Esna is located about fifty kilometers south of Luxor. The temple now stands in the middle of the modern town at a level about nine meters below that of the surrounding grounds. Some blocks of the earlier 18th Dynasty structure are preserved. The present structure dates to the Greek and Roman period and is one of the latest temples to have been built by the ancient Egyptians.
The Temple of Horus in Edfu (also known as the Temple of Edfu) is considered the best-preserved cult temple in Egypt. This partly because it was built later than most: in the Ptolemaic era from 237 to 57 BC.

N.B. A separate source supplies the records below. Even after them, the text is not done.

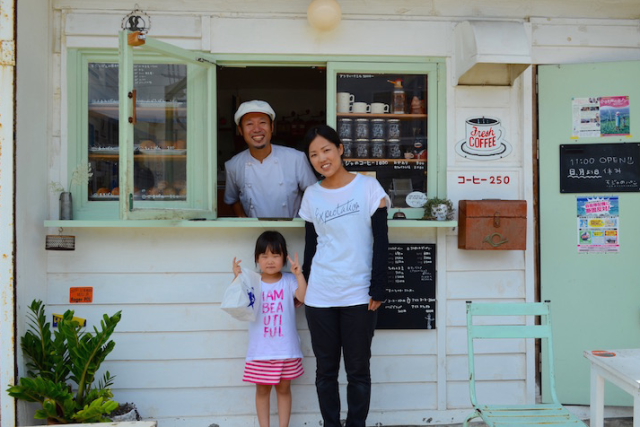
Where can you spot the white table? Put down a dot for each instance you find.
(623, 370)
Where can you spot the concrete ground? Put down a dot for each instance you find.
(608, 422)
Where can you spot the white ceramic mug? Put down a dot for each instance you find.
(361, 107)
(379, 108)
(345, 101)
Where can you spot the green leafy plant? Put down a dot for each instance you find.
(62, 367)
(81, 175)
(435, 201)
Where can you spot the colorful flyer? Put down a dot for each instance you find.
(614, 115)
(598, 225)
(604, 116)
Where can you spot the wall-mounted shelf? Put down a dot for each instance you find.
(227, 223)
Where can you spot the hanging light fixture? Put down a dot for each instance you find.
(324, 15)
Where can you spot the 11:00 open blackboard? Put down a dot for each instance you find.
(411, 293)
(600, 168)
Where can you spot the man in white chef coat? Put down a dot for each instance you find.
(265, 180)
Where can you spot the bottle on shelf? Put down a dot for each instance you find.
(399, 97)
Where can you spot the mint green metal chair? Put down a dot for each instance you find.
(544, 414)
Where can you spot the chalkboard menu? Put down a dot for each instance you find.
(600, 168)
(411, 293)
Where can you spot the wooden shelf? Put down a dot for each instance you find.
(354, 159)
(383, 116)
(227, 223)
(137, 156)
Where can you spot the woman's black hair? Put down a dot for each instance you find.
(327, 132)
(271, 241)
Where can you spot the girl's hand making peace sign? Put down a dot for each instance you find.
(296, 268)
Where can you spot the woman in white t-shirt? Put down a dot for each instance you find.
(345, 262)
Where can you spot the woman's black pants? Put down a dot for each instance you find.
(348, 330)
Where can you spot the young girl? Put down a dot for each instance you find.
(274, 356)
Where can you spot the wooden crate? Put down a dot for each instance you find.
(492, 224)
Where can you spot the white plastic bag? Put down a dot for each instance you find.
(241, 299)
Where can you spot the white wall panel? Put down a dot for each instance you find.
(400, 342)
(403, 369)
(503, 284)
(356, 37)
(503, 367)
(471, 260)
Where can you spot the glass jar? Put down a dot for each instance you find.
(345, 128)
(362, 129)
(347, 143)
(394, 150)
(378, 128)
(393, 128)
(363, 148)
(378, 149)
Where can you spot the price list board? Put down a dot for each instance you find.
(398, 177)
(411, 292)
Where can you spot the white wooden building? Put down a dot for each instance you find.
(178, 357)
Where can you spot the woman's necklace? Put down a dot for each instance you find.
(338, 180)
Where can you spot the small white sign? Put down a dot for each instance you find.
(416, 199)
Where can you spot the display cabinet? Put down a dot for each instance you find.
(385, 115)
(160, 132)
(141, 121)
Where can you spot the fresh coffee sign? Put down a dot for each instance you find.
(484, 140)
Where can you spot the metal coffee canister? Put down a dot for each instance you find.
(345, 128)
(393, 128)
(362, 128)
(348, 148)
(66, 206)
(378, 148)
(363, 148)
(378, 128)
(394, 150)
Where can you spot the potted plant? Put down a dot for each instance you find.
(61, 368)
(438, 209)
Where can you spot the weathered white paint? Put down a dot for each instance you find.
(178, 357)
(7, 213)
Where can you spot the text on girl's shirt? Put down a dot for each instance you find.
(272, 304)
(349, 207)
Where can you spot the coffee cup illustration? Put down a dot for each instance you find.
(483, 139)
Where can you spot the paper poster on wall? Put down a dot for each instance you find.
(598, 225)
(601, 116)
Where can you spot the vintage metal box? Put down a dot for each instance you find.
(492, 224)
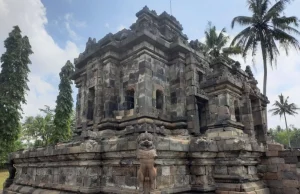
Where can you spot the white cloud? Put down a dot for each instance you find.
(48, 57)
(77, 23)
(281, 79)
(121, 27)
(71, 21)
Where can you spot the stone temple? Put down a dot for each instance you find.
(148, 89)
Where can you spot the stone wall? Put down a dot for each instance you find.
(280, 169)
(207, 116)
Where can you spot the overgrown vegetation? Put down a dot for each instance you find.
(268, 27)
(282, 136)
(64, 105)
(13, 87)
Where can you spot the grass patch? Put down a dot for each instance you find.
(3, 176)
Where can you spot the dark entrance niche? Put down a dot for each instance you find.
(257, 120)
(199, 76)
(202, 116)
(91, 104)
(237, 111)
(129, 98)
(159, 99)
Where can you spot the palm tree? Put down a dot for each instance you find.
(215, 43)
(283, 108)
(266, 27)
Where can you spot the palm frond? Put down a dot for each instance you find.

Gebel Silsila is the name given to a rocky gorge between Kom Ombo and Edfu where the River Nile narrows and high sandstone cliffs come right down to the water’s edge. There was probably a series of rapids here in ancient times, dangerous to navigate, which naturally formed a frontier between the regions of Elephantine (Aswan) and Edfu. In Pharaonic times the river here was known as Khennui, the ‘place of rowing’.
The Dandara complex is one of the best-preserved temple enclosures in Egypt. Its huge temenos wall contains two monumental gates enclosing the main temple dedicated to the goddess Hathor, the small temple of Isis, two mammisi and a ruined Coptic church.
The Ptolemies have constructed the Temple of Kom Ombo for the worship of two gods, Sobek; the Crocodile god, and Horus, the falcon god. This is why the complex mainly consists of two parallel temples with all the traditional components of such ancient Egyptian religious structures are present in the two temples.
Aswan is the smallest of the three major tourist cities on the Nile. Being the furthest south of the three, it has a large population of Nubian people, mostly resettled from their homeland in the area flooded by Lake Nasser. Aswan is the home of many granite quarries from which most of the Obelisks seen in Luxor were sourced. Aswan was the ancient Egyptians’ gateway to Africa.